It's easy to pick on the makers of X-Men. Marvel may be the people who said, "We've made a movie in which the Winter Soldier barely appears and has so little bearing on the plot he could easily be removed and replaced with Henchman 19 without changing anything that matters, why don't we call it The Winter Soldier?" but they just own X-Men in general, not the movie rights to X-Men in particular. The people who actually make the X-men movies saw the above and decided that fucking with the audience via titles wasn't enough.
Sure, they did fuck with the audience via titles by using the title "Days of Future Past" and then not delivering it, but they seriously had this be the keystone on which their plot was built:
This mutant's power specifically, emphatically, and in all other definitive final-word-on-the-subject ways does NOT involve gaining the powers of others, so we'll say that getting her power will allow ... that thing it doesn't remotely do, don't make me write it out again.
But this other mutant, who is a fan favorite, and is in one of the versions of the thing we're stealing the title from, does have the exact power we want, couldn't we, you know...
NO! We cannot under any circumstances allow the movie to make sense, so fuck you very much for even suggesting that logic be allowed in the same room as it.Like I said, it's easy to pick on them.
But the problem with X-Men: Apocalypse is actually something that isn't their fault or their doing. It's a problem with the character himself.
Apocalypse can't be killed. So he's sort of like Wolverine in that regard. The thing is, he is unlike Wolverine when it comes to claws, non-immortality related powers in general, morals, ambition, and amnesia. He doesn't have claws, he does have a whole host of other powers, he lacks morals, and he's got a metric fuckton of ambition. Since he lacks amnesia he can draw on the thing that Wolverine is always unable to tap: past experience.
There's one other, very important, difference: He's older.
He's at least five thousand years old. The first writing systems hadn't been finalized when he was born and he predates the first actual alphabet by thousands of years. Granted it's sort of the minimal allowable plural, but still, it's a lot and in the absence of a dual form in English that is the correct way to say it.
In all of that time, he's never succeeded. Yes, he was worshipped as a god, but any given Roman Emperor did a better job on that front. So did ... oh god, where do we start? Egypt, China, and Japan all jump to mind but let's be provincial for a bit.

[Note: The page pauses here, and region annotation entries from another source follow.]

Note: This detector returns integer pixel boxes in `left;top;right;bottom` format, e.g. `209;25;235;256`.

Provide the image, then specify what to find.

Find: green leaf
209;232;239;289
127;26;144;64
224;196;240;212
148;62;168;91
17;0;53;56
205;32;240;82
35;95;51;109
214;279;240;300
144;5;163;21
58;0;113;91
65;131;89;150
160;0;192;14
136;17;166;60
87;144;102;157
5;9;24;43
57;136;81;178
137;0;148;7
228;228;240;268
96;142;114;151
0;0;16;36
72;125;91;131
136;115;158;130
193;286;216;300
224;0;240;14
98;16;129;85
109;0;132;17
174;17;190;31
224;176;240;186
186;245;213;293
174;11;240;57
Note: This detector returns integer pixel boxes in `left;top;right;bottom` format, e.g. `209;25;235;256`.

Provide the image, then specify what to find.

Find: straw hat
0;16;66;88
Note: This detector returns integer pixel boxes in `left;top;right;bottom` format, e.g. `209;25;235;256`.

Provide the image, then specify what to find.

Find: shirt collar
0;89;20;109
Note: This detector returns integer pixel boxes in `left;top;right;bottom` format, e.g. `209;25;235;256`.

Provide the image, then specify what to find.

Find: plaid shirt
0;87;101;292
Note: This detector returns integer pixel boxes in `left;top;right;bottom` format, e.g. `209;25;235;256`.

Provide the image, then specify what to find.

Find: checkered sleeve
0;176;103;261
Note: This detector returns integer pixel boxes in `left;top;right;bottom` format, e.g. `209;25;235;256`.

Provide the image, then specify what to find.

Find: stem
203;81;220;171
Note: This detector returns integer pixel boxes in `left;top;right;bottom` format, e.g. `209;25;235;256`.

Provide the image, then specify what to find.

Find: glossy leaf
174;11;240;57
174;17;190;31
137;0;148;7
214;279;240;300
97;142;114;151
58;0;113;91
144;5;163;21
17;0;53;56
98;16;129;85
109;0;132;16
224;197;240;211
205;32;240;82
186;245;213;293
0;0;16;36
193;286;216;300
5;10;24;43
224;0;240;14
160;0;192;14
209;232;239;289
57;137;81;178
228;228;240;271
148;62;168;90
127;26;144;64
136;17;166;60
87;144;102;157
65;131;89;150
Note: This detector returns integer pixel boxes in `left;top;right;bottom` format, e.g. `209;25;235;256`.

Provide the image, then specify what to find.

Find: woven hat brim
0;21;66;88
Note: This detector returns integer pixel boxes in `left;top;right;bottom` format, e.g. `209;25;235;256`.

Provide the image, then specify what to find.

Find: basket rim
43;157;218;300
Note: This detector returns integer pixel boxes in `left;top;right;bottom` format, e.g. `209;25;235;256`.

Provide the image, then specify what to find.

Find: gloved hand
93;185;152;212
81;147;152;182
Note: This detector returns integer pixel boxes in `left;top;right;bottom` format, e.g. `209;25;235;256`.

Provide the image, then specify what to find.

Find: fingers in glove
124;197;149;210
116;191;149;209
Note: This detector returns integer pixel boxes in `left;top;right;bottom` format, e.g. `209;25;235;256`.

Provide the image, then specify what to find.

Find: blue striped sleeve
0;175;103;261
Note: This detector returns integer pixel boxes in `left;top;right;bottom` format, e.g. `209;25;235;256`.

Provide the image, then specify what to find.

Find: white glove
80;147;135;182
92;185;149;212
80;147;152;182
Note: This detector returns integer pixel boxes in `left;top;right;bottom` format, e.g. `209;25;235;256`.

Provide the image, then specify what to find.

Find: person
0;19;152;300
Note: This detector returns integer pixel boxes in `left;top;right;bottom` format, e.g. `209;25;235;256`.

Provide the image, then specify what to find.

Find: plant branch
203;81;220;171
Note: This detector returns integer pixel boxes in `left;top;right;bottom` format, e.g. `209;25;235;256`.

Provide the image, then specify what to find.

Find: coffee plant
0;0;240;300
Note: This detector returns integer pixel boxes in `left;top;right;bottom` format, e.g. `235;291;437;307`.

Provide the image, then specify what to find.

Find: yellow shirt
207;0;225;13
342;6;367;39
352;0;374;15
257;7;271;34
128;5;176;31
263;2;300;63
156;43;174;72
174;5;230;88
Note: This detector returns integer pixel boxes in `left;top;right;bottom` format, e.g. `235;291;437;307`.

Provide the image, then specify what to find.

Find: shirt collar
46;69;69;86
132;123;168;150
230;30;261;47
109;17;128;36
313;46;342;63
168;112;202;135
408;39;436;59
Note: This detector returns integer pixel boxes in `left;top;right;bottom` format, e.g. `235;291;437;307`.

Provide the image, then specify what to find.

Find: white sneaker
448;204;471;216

Macedonia was a nothing place that no one gave a shit about. Alexander the Great managed to go from being the semi-disputed heir of that tiny little nothing kingdom to become the ruler of everything in the general vicinity. Not just all of Greece but also places like Egypt and Persia; more territory than a provincial Macedonian probably ever imagined existed. And he was god of the whole damn thing.
Alex wasn't a mutant. He was a mundane human kid. When he started at least. By the time he died he was 32, which places all of his conquests in a 12 year period. Of course we might want to point out that he did some take-over-the-world shit under his father, so note that he started his own (successful as far as anyone in the region was concerned) bid for world domination with about 6 years worth of experience due to the time he served during his father's reign.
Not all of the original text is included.